Making the rounds today is a rather useless survey which claims that 91% of Japanese will not buy the 'iPhone'. While I may have a personal bias against online surveys and their overreaching conclusions, this one is particularly unhelpful.
Much of the online press are describing this as a negative story, suggesting that 91% of the Japanese not being interested in the iPhone is a disappointing statistic. AlleyInsider spins it only slightly more appropriately, reporting that an impressive 9% of all Japanese are going to buy an iPhone. 9% of the Japanese population represents 11 million people, suggesting that Japan alone could be responsible for Apple's entire 10 million target mark this year.
Of course, neither conclusion is valid since it's not clear from the report how participants had been selected, making it impossible to generalize to the entire Japanese population.
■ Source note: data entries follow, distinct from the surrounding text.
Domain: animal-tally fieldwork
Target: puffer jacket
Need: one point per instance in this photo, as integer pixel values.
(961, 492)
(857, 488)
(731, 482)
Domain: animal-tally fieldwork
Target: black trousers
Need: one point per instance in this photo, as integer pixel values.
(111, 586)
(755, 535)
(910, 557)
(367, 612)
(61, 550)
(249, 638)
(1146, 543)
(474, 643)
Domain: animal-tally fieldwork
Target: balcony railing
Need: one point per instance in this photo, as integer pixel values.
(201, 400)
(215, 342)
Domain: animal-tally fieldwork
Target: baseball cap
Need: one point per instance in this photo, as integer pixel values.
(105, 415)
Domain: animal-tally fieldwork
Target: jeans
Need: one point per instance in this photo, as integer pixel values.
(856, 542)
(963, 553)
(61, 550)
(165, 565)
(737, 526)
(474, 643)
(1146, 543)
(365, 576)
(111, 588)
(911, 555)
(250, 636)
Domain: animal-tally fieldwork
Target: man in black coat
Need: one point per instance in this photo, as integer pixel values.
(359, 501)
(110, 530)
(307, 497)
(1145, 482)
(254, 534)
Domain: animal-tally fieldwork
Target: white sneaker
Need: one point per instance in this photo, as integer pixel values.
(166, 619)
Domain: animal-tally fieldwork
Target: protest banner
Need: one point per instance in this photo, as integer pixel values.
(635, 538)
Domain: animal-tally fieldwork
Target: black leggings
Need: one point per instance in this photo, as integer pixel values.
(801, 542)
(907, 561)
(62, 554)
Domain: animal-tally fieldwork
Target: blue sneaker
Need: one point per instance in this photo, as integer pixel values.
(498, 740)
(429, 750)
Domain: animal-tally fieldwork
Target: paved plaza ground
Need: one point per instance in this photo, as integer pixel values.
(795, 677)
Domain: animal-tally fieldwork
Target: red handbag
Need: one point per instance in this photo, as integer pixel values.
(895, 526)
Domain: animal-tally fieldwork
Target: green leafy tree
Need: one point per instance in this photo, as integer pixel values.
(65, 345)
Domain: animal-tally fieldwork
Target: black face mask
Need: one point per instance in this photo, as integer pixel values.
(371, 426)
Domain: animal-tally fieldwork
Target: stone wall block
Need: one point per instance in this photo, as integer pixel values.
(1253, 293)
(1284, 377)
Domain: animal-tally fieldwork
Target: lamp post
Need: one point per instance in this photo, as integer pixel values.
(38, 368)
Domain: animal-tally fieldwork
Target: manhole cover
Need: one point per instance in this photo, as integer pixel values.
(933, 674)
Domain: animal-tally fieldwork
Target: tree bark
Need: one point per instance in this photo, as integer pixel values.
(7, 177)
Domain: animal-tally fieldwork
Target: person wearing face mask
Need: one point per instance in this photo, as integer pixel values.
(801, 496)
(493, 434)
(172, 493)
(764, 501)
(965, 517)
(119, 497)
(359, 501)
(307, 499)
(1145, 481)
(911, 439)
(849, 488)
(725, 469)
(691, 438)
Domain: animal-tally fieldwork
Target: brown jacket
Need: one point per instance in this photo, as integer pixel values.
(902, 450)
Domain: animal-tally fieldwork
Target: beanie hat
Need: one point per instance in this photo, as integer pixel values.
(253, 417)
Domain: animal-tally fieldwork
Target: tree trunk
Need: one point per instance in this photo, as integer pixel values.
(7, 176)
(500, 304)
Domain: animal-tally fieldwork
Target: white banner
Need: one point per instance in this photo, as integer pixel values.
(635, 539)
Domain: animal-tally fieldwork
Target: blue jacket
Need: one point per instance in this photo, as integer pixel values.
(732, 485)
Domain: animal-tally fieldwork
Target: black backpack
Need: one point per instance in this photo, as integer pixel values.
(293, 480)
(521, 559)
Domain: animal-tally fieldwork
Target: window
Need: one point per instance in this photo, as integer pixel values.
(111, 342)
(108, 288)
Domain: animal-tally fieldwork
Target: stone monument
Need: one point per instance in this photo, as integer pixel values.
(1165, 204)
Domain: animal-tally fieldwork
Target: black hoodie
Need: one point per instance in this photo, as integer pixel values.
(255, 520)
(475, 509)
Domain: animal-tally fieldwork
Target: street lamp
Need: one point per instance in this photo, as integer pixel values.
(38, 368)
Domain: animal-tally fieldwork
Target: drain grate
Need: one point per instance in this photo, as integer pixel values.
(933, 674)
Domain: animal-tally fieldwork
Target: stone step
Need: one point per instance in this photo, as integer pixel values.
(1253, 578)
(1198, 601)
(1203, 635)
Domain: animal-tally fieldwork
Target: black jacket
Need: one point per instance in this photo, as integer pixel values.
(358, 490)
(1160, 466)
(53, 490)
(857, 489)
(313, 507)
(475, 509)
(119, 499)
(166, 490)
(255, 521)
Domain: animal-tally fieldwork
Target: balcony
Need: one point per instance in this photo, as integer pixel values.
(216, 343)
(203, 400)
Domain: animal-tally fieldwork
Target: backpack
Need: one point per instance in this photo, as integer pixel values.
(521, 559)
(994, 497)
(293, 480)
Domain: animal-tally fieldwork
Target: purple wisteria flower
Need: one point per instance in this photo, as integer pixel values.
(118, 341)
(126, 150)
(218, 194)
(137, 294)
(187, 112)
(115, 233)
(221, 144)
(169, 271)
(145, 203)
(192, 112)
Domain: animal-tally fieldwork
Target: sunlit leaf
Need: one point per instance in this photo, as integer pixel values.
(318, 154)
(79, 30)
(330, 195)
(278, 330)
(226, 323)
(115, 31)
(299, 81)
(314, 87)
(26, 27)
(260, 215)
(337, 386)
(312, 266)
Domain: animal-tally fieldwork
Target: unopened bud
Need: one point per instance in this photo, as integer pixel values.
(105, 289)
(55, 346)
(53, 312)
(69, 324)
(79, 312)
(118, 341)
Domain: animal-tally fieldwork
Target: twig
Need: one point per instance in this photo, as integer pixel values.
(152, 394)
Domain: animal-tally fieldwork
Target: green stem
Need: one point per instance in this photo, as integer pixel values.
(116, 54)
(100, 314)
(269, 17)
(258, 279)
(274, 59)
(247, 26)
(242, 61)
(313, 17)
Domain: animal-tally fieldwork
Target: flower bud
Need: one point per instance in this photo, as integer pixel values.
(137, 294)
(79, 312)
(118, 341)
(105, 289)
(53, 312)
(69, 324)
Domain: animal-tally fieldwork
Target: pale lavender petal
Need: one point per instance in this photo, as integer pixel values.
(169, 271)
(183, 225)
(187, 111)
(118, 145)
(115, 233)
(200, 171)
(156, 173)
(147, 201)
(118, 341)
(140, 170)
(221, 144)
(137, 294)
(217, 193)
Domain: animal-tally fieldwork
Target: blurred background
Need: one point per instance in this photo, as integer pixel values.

Another disappointing aspect of the survey is that it was conducted before the iPhone 3G was officially announced, which means answers were based on knowledge and pricing of the original iPhone which has never been available for sale in Japan.
That being said, it's not a foregone conclusion that the iPhone will see success in Japan. Wired explored the dramatically different market mobile market found in Japan:
Japan is a culture of spec sheets. When consumers go to electronics stores to buy a cellphone, they frequently line up the specifications side by side to compare them before deciding which one to buy.
Though, it appears that many customers only use a very small percentage of features in their mobile phones in Japan. It remains to be seen if the interface and relative simplicity of the iPhone will be able to win significant marketshare in Japan.